The amendments get specific about reducing time that it takes to complete certain processes in litigation. Changes to Rule 4 of the FRCP try to get litigation started faster, by reducing the time to serve a defendant from 120 days to 90 days. Rule 16 has been changed as well, making courts issue scheduling orders either 90 days after a defendant has been served or 60 days after the defendant has appeared, whichever is shorter.

Determining When ESI Spoliation Has Actually Happened

There are many reasons that a party might not be able to provide electronically stored information in e-discovery. There could be a technology problem or a deletion policy that was carried out before a company could anticipate litigation was on its way. New amendments to Rule 37 of the FRCP take into account the possibility that a party may lose information, not because the attorneys believed there was something to hide, but simply because, life happens.

The amendments could help parties avoid spoliation claims and resulting sanctions. “Before, the courts were able to impose those kinds of sanctions even where parties that failed to preserve had no bad intent,” says Thompson. “You could say that now the amendments have laid out an ‘if this, then that.’”

The changes to Rule 37 create a framework and steps to follow for a court to determine whether a party can be deemed to have intentionally failed to provide ESI. The process includes looking at whether the party took “reasonable steps,” but doesn’t expect preservation of data to be perfect.

Adding Transparency to Objections

“The rule that I think is getting the least attention but will have a far bigger impact than anyone realizes is Rule 34,” says Clifford Nichols, a senior counsel at Day Pitney. Rule 34 governs objections by the parties to requests for production of documents and ESI. The amendments change Rule 34 to ask the party objecting to a discovery request to provide specific information about their grounds for objecting—meaning that general responses like that the request is “overly broad” may no longer hold water. “Gone is the boilerplate objection,” Nichols notes.

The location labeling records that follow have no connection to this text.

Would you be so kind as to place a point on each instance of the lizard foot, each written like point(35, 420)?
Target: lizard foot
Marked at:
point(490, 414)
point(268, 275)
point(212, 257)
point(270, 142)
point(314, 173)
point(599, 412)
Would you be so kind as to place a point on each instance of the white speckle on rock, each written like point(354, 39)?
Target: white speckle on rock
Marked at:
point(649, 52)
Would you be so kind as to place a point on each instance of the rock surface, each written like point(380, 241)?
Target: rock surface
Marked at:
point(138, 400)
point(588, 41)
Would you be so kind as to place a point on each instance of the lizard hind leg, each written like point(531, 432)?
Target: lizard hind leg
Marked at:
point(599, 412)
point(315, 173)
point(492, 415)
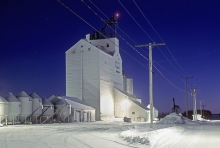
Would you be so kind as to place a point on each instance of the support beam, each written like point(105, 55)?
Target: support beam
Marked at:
point(150, 77)
point(186, 78)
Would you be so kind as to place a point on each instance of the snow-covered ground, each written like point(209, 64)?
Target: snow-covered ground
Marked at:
point(173, 131)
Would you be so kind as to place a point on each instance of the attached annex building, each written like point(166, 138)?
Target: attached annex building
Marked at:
point(94, 75)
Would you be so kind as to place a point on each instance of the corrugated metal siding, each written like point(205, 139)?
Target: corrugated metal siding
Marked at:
point(106, 85)
point(91, 81)
point(134, 112)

The relevant party will also have to reveal whether or not new documents are being withheld from discovery based on the objection at hand. This will hopefully have the effect of signaling which objections may be worth pursuing, and which won’t result in getting any new information anyway, saving time and energy for all parties. “The disputes that really matter will be highlighted by these objections,” says Nichols “rather than the requesting party having to sift through a mountain load of objections and then trying to determine which ones really matter to them.”